Christopher Coleman
Four Sonnets of Shakespeare (1978)
I. Or I shall live your epitaph to make (3:20)
II. When I have seen by Time's fell hand defaced (2:30)
III. Like as the waves make towards the pebbled shore (2:50)
IV. That time of year thou mayst in me behold (3:35)
duration ca. 12:15
Instrumentation
bass-baritone and piano
I. Or I shall live your epitaph to make
(Sonnet 81)
Or I shall live your epitaph to make,
Or you survive when I in earth am rotten,
From hence your memory death cannot take,
Although in me each part will be forgotten.
Your name from hence immortal life shall have,
Though I (once gone) to all the world must die,
The earth can yield me but a common grave,
When you entombed in men's eyes shall lie,
Your monument shall be my gentle verse,
Which eyes not yet created shall o'er-read,
And tongues to be, your being shall rehearse,
When all the breathers of this world are dead,
You still shall live (such virtue hath my pen)

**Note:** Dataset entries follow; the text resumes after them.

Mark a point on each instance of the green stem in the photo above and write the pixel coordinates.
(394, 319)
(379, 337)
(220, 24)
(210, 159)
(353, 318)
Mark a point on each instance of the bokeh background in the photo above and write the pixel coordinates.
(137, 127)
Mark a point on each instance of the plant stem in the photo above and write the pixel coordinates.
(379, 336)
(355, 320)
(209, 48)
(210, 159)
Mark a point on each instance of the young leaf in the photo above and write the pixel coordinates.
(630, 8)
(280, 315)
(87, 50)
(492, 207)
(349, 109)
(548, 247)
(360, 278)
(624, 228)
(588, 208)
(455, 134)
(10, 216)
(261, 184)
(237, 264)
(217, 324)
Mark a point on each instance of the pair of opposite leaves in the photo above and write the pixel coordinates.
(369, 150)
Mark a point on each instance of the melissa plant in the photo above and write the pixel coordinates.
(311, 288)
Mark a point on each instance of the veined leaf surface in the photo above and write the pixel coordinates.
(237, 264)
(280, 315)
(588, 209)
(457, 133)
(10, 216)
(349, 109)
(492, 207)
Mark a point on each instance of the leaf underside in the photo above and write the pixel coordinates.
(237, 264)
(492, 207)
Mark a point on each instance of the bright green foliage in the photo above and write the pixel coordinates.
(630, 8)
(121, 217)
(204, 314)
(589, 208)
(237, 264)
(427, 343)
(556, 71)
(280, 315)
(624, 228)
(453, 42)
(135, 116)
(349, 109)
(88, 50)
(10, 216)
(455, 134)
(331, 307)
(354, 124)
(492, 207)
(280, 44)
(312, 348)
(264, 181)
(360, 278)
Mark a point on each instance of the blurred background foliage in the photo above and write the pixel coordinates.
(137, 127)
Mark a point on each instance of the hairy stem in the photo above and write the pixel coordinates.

Where breath most breathes, even in the mouths of men.
II. When I have seen by Time's fell hand defaced
(Sonnet 64)
When I have seen by Time's fell hand defaced
The rich-proud cost of outworn buried age,
When sometime lofty towers I see down-rased,
And brass eternal slave to mortal rage.
When I have seen the hungry ocean gain
Advantage on the kingdom of the shore,
And the firm soil win of the watery main,
Increasing store with loss, and loss with store.
When I have seen such interchange of state,
Or state itself confounded, to decay,
Ruin hath taught me thus to ruminate
That time will come and take my love away.
This thought is as a death which cannot choose
But weep to have, that which it fears to lose.
III. Like as the waves make towards the pebbled shore
(Sonnet 60)
Like as the waves make towards the pebbled shore,
So do our minutes hasten to their end,
Each changing place with that which goes before,
In sequent toil all forwards do contend.
Nativity once in the main of light,
Crawls to maturity, wherewith being crowned,
Crooked eclipses 'gainst his glory fight,
And Time that gave, doth now his gift confound.
Time doth transfix the flourish set on youth,
And delves the parallels in beauty's brow,
Feeds on the rarities of nature's truth,
And nothing stands but for his scythe to mow.
And yet to times in hope, my verse shall stand
Praising thy worth, despite his cruel hand.
IV. That time of year thou mayst in me behold
(Sonnet 73)
That time of year thou mayst in me behold,
When yellow leaves, or none, or few do hang
Upon those boughs which shake against the cold,
In me thou seest the twilight of such day
As after sunset fadeth in the west,
Which by and by black night doth take away,
Death's second self that seals up all in rest.
In me thou seest the glowing of such fire,
That on the ashes of his youth doth lie,
As the death-bed, whereon it must expire,
Consumed with that which it was nourished by.
This thou perceiv'st, which makes thy love more strong,
To love that well, which thou must leave ere long.
Four Sonnets of Shakespeare was premiered by them on March 26, 1982 by Gordon Rose, bass-baritone, and Stuart Hille, piano, at the University of Pennsylvania.